At this past year's DreamForce conference Salesforce.com announced Apex, the company's on-demand programming language and platform that enables third parties to write and run code on the Salesforce.com multitenant, shared architecture. Developers can build applications and software components of any type (not just applications associated with CRM) with Apex, and have Salesforce.com store and run them for a fee. "It gives them total control over the entire system," says Chairman and CEO Marc Benioff.

Just two weeks later NetSuite released SuiteFlex, its own customization and development platform that enables the creation of third-party applications on top of NetSuite. "We're adding the final layer in terms of programming extensions to tailor the entire interface to a vertical industry or the business processes," says Mini Peiris, vice president of product management.

Although the two customization and development platforms look and sound familiar, Rob Bois, research director at AMR Research, says each company's reasons for launching the products vary. "Salesforce is clearly targeting the enterprise segment by tackling the customization problem that has always been associated with SaaS solutions. SuiteFlex is more about customization tweaks, allowing companies to customize their NetSuite products for the verticals they operate in."

NetSuite's Peiris agrees. "The core functionality is already included in the NetSuite platform," she says, referring to the company's CRM/ERP/e-commerce suite solution. "Who wants to take on the complexity of adding that functionality? We're focusing on allowing customers to verticalize their NetSuite products via third-party vendor apps."

NetSuite's built-in ERP functionality, combined with its new customization and development platform, "puts them on the same playing field as Salesforce," says Denis Pombriant, managing principal of Beagle Research. "They're going toe to toe with Salesforce," although he doesn't see NetSuite being "as aggressive with third-party vendors." This, according to Pombriant, could be because Salesforce's AppExchange had a nine month head start--it was released in January 2006.

Regardless of the similarities and differences, both announcements are a clear indication of the next big trend in on-demand, and diminish another "knock against SaaS," Pombriant says. "This style of delivering business applications is the wave of the future. This is more than just a technology, this is a different business model that will carry us through the 21st century."

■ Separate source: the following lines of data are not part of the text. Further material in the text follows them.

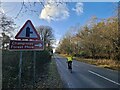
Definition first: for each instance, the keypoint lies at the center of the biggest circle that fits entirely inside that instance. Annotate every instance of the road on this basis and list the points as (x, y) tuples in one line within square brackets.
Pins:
[(86, 75)]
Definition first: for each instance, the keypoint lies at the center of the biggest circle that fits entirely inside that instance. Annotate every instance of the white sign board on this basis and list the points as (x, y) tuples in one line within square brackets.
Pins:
[(28, 31)]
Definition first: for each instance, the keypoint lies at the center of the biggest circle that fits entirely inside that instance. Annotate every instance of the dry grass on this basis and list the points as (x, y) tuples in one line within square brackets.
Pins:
[(111, 64)]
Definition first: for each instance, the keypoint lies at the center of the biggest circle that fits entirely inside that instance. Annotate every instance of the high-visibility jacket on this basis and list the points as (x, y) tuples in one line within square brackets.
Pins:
[(69, 58)]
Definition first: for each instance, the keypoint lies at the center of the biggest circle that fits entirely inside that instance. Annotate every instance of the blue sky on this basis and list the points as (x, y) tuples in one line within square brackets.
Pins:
[(71, 17)]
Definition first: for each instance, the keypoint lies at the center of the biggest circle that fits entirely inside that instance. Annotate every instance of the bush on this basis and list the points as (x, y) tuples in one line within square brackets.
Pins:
[(10, 67)]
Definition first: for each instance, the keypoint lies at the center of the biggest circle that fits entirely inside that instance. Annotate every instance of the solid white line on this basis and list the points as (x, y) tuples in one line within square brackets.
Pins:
[(103, 77)]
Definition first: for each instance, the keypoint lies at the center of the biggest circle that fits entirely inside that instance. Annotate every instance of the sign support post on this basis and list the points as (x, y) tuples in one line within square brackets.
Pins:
[(34, 65), (20, 69)]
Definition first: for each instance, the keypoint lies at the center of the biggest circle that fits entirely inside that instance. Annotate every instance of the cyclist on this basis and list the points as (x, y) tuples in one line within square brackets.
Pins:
[(69, 61)]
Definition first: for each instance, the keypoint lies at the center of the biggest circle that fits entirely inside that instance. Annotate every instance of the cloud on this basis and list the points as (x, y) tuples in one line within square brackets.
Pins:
[(78, 8), (54, 11)]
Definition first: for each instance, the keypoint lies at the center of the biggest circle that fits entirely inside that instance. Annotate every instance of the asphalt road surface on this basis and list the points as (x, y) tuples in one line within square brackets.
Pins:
[(86, 75)]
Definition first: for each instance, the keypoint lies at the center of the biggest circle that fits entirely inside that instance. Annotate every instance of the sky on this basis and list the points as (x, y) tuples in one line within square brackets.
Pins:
[(60, 16)]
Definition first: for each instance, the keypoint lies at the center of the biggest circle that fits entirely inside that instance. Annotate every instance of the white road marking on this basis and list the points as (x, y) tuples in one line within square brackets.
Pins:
[(103, 77)]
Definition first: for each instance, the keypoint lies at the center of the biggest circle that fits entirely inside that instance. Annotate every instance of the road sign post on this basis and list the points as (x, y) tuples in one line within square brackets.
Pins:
[(34, 65), (31, 42), (20, 69)]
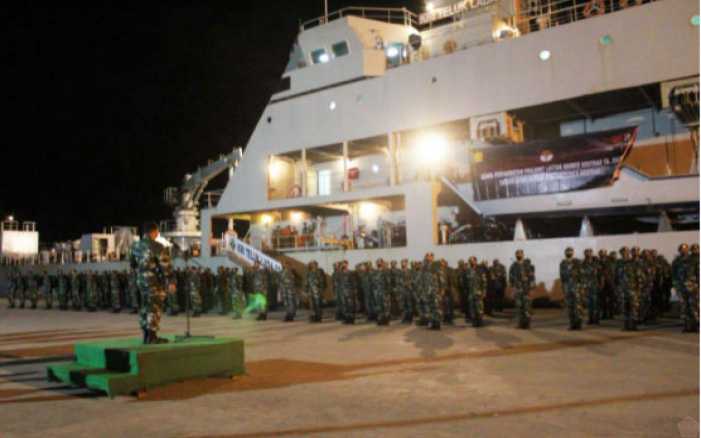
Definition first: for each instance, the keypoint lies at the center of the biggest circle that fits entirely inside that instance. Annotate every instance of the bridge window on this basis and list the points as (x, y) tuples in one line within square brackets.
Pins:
[(320, 56), (340, 49)]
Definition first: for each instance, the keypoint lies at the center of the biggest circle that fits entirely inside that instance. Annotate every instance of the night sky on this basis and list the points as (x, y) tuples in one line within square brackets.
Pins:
[(108, 105)]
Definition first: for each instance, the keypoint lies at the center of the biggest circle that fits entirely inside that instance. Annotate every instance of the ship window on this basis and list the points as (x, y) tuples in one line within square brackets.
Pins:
[(320, 56), (340, 49), (324, 179)]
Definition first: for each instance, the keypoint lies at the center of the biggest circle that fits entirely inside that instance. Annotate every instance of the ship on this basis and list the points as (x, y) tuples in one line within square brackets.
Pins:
[(470, 128)]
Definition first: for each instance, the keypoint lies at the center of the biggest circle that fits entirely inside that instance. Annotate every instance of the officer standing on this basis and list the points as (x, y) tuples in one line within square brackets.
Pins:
[(571, 288), (314, 284), (520, 279), (406, 288), (154, 278), (287, 289), (590, 286), (497, 273), (477, 285)]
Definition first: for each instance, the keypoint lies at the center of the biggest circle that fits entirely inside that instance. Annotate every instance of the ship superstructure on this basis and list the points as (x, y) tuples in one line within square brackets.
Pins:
[(370, 147)]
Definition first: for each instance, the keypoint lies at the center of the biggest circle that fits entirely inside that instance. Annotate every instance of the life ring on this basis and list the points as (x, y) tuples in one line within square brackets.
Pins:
[(295, 191), (594, 7)]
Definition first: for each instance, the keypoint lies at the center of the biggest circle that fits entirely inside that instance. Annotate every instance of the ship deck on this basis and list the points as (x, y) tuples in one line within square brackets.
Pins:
[(336, 380)]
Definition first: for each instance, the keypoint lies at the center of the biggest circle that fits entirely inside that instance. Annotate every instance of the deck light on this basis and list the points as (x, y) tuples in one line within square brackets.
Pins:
[(266, 219), (431, 149)]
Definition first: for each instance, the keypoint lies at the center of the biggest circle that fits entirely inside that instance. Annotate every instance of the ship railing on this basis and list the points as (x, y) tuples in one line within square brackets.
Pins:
[(544, 14), (401, 16)]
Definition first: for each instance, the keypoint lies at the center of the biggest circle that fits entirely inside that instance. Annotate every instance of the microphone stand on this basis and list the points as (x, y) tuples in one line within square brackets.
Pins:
[(185, 254)]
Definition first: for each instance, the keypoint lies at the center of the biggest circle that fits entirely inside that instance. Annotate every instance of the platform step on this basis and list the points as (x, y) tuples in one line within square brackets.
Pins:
[(125, 366)]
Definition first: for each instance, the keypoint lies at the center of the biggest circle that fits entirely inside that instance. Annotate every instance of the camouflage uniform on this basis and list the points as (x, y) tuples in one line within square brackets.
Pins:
[(348, 294), (33, 289), (22, 290), (628, 283), (572, 288), (91, 292), (13, 287), (152, 267), (194, 285), (520, 279), (260, 286), (287, 290), (132, 290), (497, 275), (477, 284), (381, 290), (692, 288), (336, 286), (62, 291), (47, 290), (444, 292), (115, 292), (76, 301), (406, 287), (365, 285), (432, 294), (223, 290), (313, 287), (590, 280)]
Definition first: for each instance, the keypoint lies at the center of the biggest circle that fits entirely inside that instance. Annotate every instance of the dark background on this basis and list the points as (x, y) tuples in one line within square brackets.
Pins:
[(105, 106)]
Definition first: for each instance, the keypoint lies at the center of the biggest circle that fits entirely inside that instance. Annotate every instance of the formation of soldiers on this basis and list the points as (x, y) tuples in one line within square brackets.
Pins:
[(633, 283)]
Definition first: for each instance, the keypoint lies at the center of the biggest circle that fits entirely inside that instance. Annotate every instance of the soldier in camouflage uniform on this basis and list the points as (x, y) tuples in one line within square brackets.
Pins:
[(444, 290), (237, 297), (680, 267), (380, 279), (115, 292), (570, 278), (62, 290), (463, 283), (477, 285), (33, 289), (497, 273), (47, 290), (336, 286), (154, 278), (314, 285), (260, 286), (628, 283), (364, 271), (90, 291), (223, 290), (194, 287), (287, 290), (432, 291), (132, 290), (406, 288), (13, 286), (76, 301), (692, 287), (520, 279), (22, 289), (348, 293), (647, 290), (590, 281)]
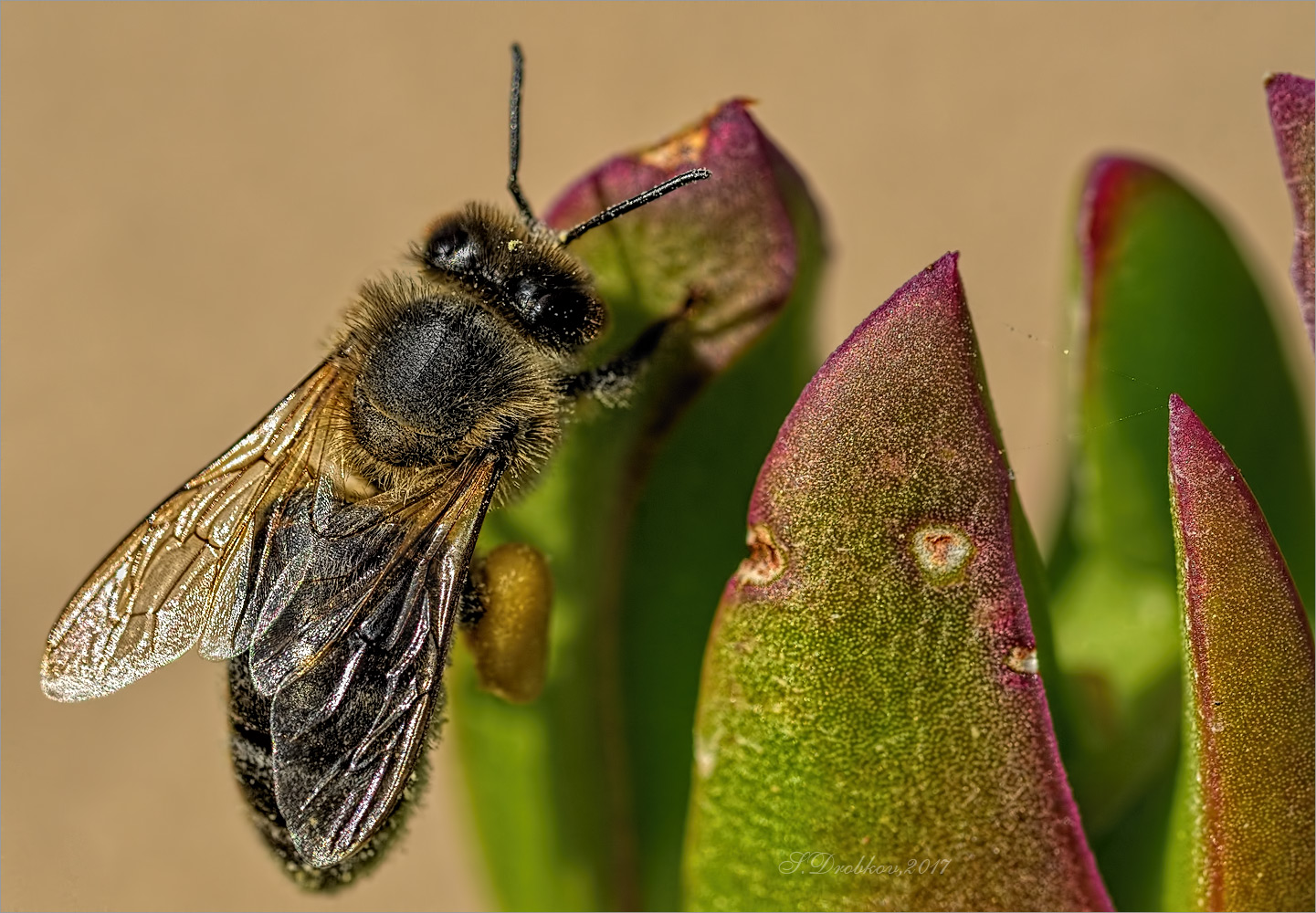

The ability for companies to now write, publish, and take code from other third-party on-demand vendors and run it on Salesforce.com or NetSuite servers allows them to focus on driving value from their software investments. "It greatly reduces the risk involved in purchasing these solutions," says Bruce Richardson, chief research officer at AMR Research. "It makes upgrades and customization that much easier, and enables the IT department and CIO to focus on innovation and business process."


The announcements should also set off warning bells for the rapidly diminishing legacy midmarket CRM providers. For years these vendors have served the midmarket by offering solutions that weren't as expensive as enterprise CRM solutions, but are more customizable than on-demand. "Their argument has always been that you can't customize on-demand. Well, now you can," Bois says. "That would make me nervous."